Reputation: 2693
I've got a data frame that looks like something along these lines:
Day Salesperson Value
==== ============ =====
Monday John 40
Monday Sarah 50
Tuesday John 60
Tuesday Sarah 30
Wednesday John 50
Wednesday Sarah 40
I want to divide the value for each salesperson by the number of times that each of the days of the week has occurred. So: There have been 3 Monday, 3 Tuesdays, and 2 Wednesdays — I don't have this information digitally, but can create a vector along the lines of
c(3, 3, 2)
How can I conditionally divide the Value column based on the number of times each day occurs?
I've found an inelegant solution, which entails copying the Day column to a temp column, replacing each of the names of the week in the new column with the number of times each day occurs using
df$temp <- sub("Monday, 3, df$temp)
but doing this seems kinda clunky. Is there a neat way to do this?
Upvotes: 0
Views: 672
Reputation: 273
You can use the library dplyr
to merge your data frame with the frequency of each day.
df <- data.frame(
Day=c("Monday","Monday","Tuesday","Tuesday","Wednesday","Wednesday"),
Salesperson=c("John","Sarah","John","Sarah","John","Sarah"),
Value=c(40,50,60,30,50,40), stringsAsFactors=F)
aux <- data.frame(
Day=c("Monday","Tuesday","Wednesday"),
freq=c(3,3,2)
)
output <- df %>% left_join(aux, by="Day") %>% mutate(Value2=Value/n)

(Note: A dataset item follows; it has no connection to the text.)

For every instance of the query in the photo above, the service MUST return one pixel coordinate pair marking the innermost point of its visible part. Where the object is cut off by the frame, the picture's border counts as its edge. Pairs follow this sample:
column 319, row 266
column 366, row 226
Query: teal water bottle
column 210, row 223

To create this auxiliary table with the count of days that appear in your original data instead of doing it manually. You could use:
aux <- df %>% group_by(Day) %>% summarise(n=n())
> output
Day Salesperson Value n Value2
1 Monday John 40 2 20
2 Monday Sarah 50 2 25
3 Tuesday John 60 2 30
4 Tuesday Sarah 30 2 15
5 Wednesday John 50 2 25
6 Wednesday Sarah 40 2 20
If you want to substitute the actual value
column, then use mutate(Value=Value/n)
and to remove the additional columns, you can add a select(-n)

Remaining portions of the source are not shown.